En «Alma ausente» se reitera, por un lado, el concepto de la no presencia definitiva de Ignacio, de su ausencia radical y concluyente, pues Ignacio ha desaparecido ontológicamente de su realidad y entorno habituales (las cuatro estrofas iniciales: primera parte del poema); por otro, la voluntad humana y el designio poético de cantar y proclamar la singularidad preclara de Ignacio, su memoria inmortal (últimas dos estrofas: segunda parte de «Alma ausente»). Se contrapone así a esa agnosia de su tierra y su gente, a ese olvido implacable en que sucumben «todos los muertos de la Tierra», el reconocimiento expreso del poeta, su evocación profunda plasmada en la poesía. El verso que sirve de gozne a esas dos partes contrapuestas es el que dice:
«No te conoce nadie. No. Pero yo te canto».
Tal es el desconocimiento y olvido que sobrevienen a los muertos que pronto los sepulta la ignorancia cósmica, y hasta el propio recuerdo del que ha expirado no puede revelarse a sí mismo porque no encuentra al ser:
.........................................................

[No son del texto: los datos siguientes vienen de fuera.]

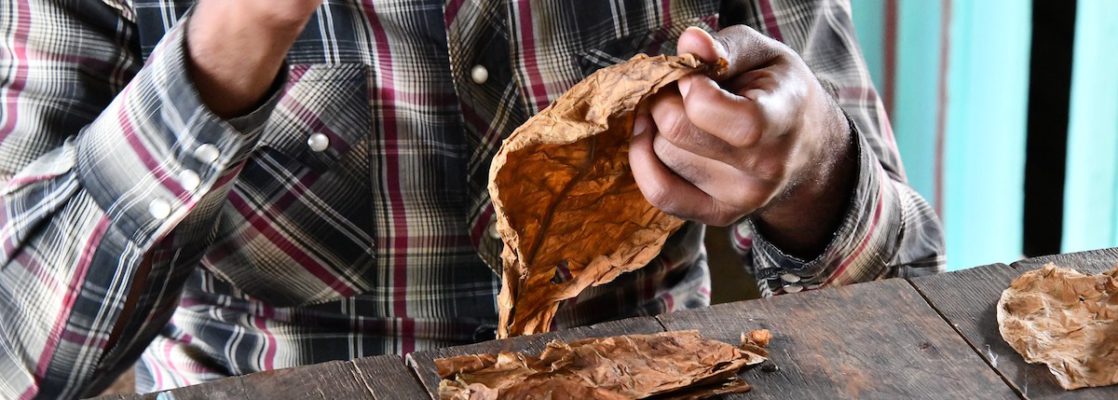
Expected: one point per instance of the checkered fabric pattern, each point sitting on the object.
(348, 215)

«No te conoce tu recuerdo mudo
porque te has muerto para siempre».
Este segundo verso, estribillo de la primera parte de «Alma ausente», no oculta cierto nihilismo en Federico García Lorca, que está en consonancia con su formación intelectual y con el ambiente refractario a compromisos religiosos, que el poeta frecuentó durante su estancia en la Residencia de Estudiantes de Madrid. Tal vez por ello, en el fondo de este Llanto palpite entre las sombras de la angustia el sentimiento de que Ignacio no puede redimirse, como sí lo consigue Federico por medio de la poesía. Aunque el poeta lo reivindique y reconozca sus virtudes, aunque crea en la bondad esencial de su amigo, éste se mantiene aún como una entidad fantasmagórica, alma en pena que vaga sola por los olivos.

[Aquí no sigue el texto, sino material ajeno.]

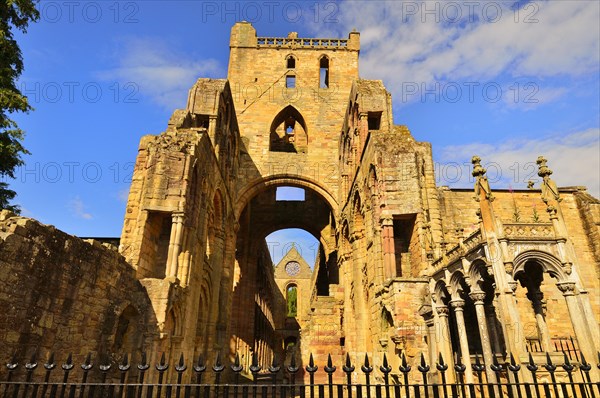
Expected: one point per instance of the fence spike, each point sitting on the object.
(478, 366)
(274, 368)
(550, 367)
(255, 367)
(292, 368)
(311, 368)
(143, 365)
(199, 367)
(366, 368)
(423, 367)
(50, 364)
(105, 364)
(124, 365)
(348, 368)
(405, 367)
(513, 366)
(218, 366)
(441, 366)
(162, 365)
(385, 368)
(180, 367)
(68, 365)
(585, 366)
(32, 364)
(237, 367)
(330, 367)
(531, 365)
(87, 364)
(567, 365)
(496, 366)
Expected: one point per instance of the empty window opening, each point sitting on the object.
(374, 120)
(290, 81)
(289, 194)
(282, 241)
(288, 131)
(155, 245)
(403, 232)
(291, 62)
(292, 301)
(127, 336)
(324, 72)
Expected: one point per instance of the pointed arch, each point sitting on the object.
(288, 131)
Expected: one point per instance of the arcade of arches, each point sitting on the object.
(404, 266)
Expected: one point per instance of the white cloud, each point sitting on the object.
(281, 241)
(123, 195)
(77, 208)
(159, 71)
(574, 159)
(419, 42)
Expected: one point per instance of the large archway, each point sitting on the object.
(260, 307)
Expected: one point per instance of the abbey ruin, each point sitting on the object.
(404, 267)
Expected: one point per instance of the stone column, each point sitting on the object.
(445, 346)
(488, 356)
(430, 323)
(536, 297)
(174, 245)
(490, 315)
(389, 257)
(458, 307)
(584, 339)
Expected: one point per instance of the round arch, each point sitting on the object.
(257, 186)
(549, 263)
(455, 284)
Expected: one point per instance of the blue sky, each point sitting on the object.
(507, 81)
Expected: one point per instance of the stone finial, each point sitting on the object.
(482, 182)
(543, 170)
(478, 169)
(549, 188)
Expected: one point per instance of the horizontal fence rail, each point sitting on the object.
(33, 380)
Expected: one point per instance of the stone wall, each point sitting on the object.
(64, 295)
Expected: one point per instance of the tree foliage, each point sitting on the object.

Ignacio es incomparable, Ignacio es Sevilla, pero también la Granada del poeta, y su alma está en toda Andalucía como Andalucía está en toda su alma. El poeta necesita reivindicar al torero para reivindicarse a sí mismo, pero, sin embarcarse en valoraciones o juicios éticos, quiere reivindicar y redimir a Ignacio de su ineludible condición mortal; por eso le canta y glorifica «con palabras que gimen», por eso recuerda en esta elegía su alma errabunda: para hacerlo eterno, inmortal y con la inmortalidad de Ignacio acceder él a la suya propia, con su poesía y por su poesía. Los versos finales del poema establecen la identificación espiritual plena del poeta con su amigo, al que inconscientemente emula:
«Yo canto para luego tu perfil y tu gracia.

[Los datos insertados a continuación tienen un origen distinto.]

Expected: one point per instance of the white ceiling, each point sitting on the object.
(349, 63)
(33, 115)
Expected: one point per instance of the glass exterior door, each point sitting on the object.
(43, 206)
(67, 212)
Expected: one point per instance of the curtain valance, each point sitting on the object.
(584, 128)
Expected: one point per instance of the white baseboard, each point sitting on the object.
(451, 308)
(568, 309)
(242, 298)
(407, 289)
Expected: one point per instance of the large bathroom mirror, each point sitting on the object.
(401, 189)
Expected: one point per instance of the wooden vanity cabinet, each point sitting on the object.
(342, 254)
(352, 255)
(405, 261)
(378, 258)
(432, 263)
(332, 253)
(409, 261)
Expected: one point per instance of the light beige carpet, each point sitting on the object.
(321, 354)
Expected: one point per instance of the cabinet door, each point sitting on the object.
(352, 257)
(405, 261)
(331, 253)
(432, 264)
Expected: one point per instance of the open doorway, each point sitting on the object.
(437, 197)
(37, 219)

La madurez insigne de tu conocimiento.
Tu apetencia de muerte y el gusto de su boca.
La tristeza que tuvo tu valiente alegría».
Hasta qué punto sospechó Federico que con su poema podía estar labrando la inmortalidad de Ignacio y, con ella, su propia inmortalidad enriquecida, no lo sabemos, aunque lo intuimos. De todas maneras, las célebres palabras que Federico pensó y generosamente escribió para su amigo, hoy, a cien años y seis días de su nacimiento, se justifica seriamente que todos las pronunciemos pensado en el poeta:
«Tardará mucho tiempo en nacer, si es que nace,
un andaluz tan claro, tan rico de aventura».